Na mesma linha de “conversão” ou novidade, Chantal Mouffe, a ideóloga do France Insoumise do ultra “radical de esquerda” Melanchon, do Podemos e porventura do BE, veio teorizar e propor um “populismo de esquerda”*! Populismo para ser realizado na democracia-liberal, identificado com ela.

Estamos, portanto, perante demasiadas “conversões” até há bem pouco tempo inimagináveis. Conversões que o “albergue espanhol” de “radicalismos de esquerda” que o BE é surpreendentemente vem comungando.

“Conversões” para quê e porquê? Para chegarem ao poder. E para atingir tal  desígnio todas as “conversões” parecem valer, mesmo as ideologicamente mais humilhantes.  Agora até um “eco-socialismo”, espantosa assumpção e rectificação expiatórias da hecatombe ambiental produzida pelo socialismo soviético e maoísta, nunca antes reconhecida.

E porquê? Por terem percebido que no quadro da realidade europeia, o poder só pode ser conseguido através do voto. E julgarem que isso está ao seu alcance.

Henri Weber, ex-trotskysta emigrado para o PSF, lembra num livro de memórias recente  a resposta  despreocupada de Miterrand quando lhe referiram com preocupação o grande número de trotskystas debandados da Liga Comunista Internacionalista que entraram no Partido Socialista, mesmo  nas suas instâncias dirigentes, Leonel Jospin e Moscovici, designadamente: “Os trotskistas têm a vantagem de serem bem organizados, bem estruturados intelectualmente.
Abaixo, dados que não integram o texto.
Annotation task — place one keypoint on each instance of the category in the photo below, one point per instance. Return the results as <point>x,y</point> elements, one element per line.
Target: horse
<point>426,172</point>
E a particularidade  interessante de gostarem e saberem malhar no PC.””Vêm  para converter os socialistas?  Acenem-lhes com  uma eleição para vencer e não resistem, logo verão  a diferença entre o que pensam e o que as pessoas pensam”.  Moralidade, conclui Weber, os trotskistas são excelentes social-democratas!

Acontece que o nosso BE trotskista tem vindo a cheirar o perfume inebriante do poder.

Mas de repente surge-lhes uma pedra no caminho: pim, PAN, PUM!  Pum se o PAN controlar por uns dias as suas excentricidades.

Se o Partido Socialista para ser Governo na próxima legislatura tivesse de fazer um qualquer acordo com o BE e o Partido Comunista, os próximos quatro anos seriam trágicos para o País. Particularmente com a crise internacional que aí vem.

Uma subida do PAN  na atracção dos votos de protesto e rejeição que encheram antes o BE e o encheriam ruidosa, irresponsável, perigosamente mais, será  caso, portanto, para citar  o verso de Holderlin: “Onde surge o perigo nasce  a  salvação”.

Ou assistiremos, surpresa saída da cartola, a um entendimento inesperado, de várias, nem todas inocentes,  conveniências?

*Chantal Mouffe, Un Populisme de gauche, Paris, 2018, edição portuguesa da. Gradiva, Abril de 2019.